10 Comments on “Brood of the Witch Queen

  1. I’ve read a few of the Fu Manchu novels and few others by Rohmer. You are right Rohmer is good at turning up the menace. At least the first Fu Manchu, is really a fix-up novel of collection in that it is really a group of stories strung together. The main characters are Dennis Nayland-Smith and Dr. Petrie who are essentially Sherlock Holmes and Watson. However, Fu Manchu stands as one of the great supervillains in literature.

    • It’s interesting that you say the first Fu-Manchu is a fix-up novel, because this one feels like a series of loosely connected serial events — perhaps by the end there will be four of them, total, as though there were originally a few novellas with this villain.

      • The first Fu Manchu book started as different stories published in magazines. I don’t know about Brood of the Witch Queen having never read it.

  2. I have read all of the Fu books. Be warned that the quality drops even more swiftly than with Burroughs’ later Tarzan novels. This is definitely a series where you want to start with the first book. Continue until you feel that the books are not as good as they were, and then quit.

    (I know I have a copy of Calgaich boxed away somewhere, but I cannot remember anything about it.)

    • I was told to definitely start with the first Fu book, and that he’s really cool whenever he comes on stage. But I’ve also been warned by another friend that the heroes are pretty wooden.

      Interesting that the quality drops so precipitously.

      I should perhaps be ashamed to admit I never made it through to the end of either the Mars OR Tarzan books. Ryan Harvey did an extensive review/read through of them over at Black Gate and I seem to recall that even in the second half of the Tarzan books there were occasional highlights and surprises.

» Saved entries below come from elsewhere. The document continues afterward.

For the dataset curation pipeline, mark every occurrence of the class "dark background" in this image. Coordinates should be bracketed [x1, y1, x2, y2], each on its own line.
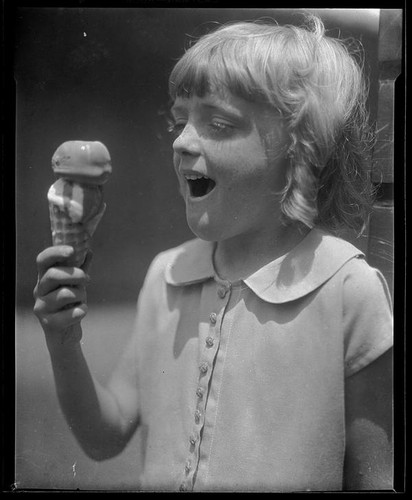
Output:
[15, 7, 381, 307]
[14, 7, 383, 491]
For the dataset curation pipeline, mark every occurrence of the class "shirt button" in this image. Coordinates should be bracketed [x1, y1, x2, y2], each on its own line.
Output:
[194, 410, 202, 423]
[209, 312, 217, 324]
[217, 287, 227, 298]
[199, 362, 208, 374]
[205, 336, 214, 347]
[189, 434, 197, 445]
[196, 387, 204, 398]
[185, 460, 191, 473]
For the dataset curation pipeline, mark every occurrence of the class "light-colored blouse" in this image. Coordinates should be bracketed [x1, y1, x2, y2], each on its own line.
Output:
[123, 228, 392, 492]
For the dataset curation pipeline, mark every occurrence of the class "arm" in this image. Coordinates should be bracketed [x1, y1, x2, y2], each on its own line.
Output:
[33, 246, 140, 460]
[343, 347, 393, 490]
[341, 259, 394, 490]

      • Fu Manchu is pretty cool, but the heroes Dennis Nayland-Smith and Dr. Petrie are essentially Sherlock Holmes and Dr. Watson with different names and less liveliness too them.

  3. Very curious to see your take on Calgaich, a book I tracked down based on a recommendation from Morgan Holmes. I liked it quite a bit, as it was generally well written and great fun to read. I may be a bit biased, as I much prefer to read Roman Age historical adventures that feature a barbarian as the hero, and the Romans as the bad guys.

    • If you haven’t already, you should investigate Talbot Mundy’s Tros of Samothace saga. The primary villain is Julius Caesar. Like Harold Lamb, Mundy was a regular contributor to Adventure, the queen of the pulp magazines.

      • I read those a LOOOONG time back. At first I had trouble adjusting to the pace, but I ended up quite liking them. I stalled out on the fifth book, which was less about Tros, and keep thinking I should come back for the sixth, which I hear is just as good as the first four.

    • I’ll definitely be posting my thoughts on it when I finally get around to reading it. Maybe over the holidays.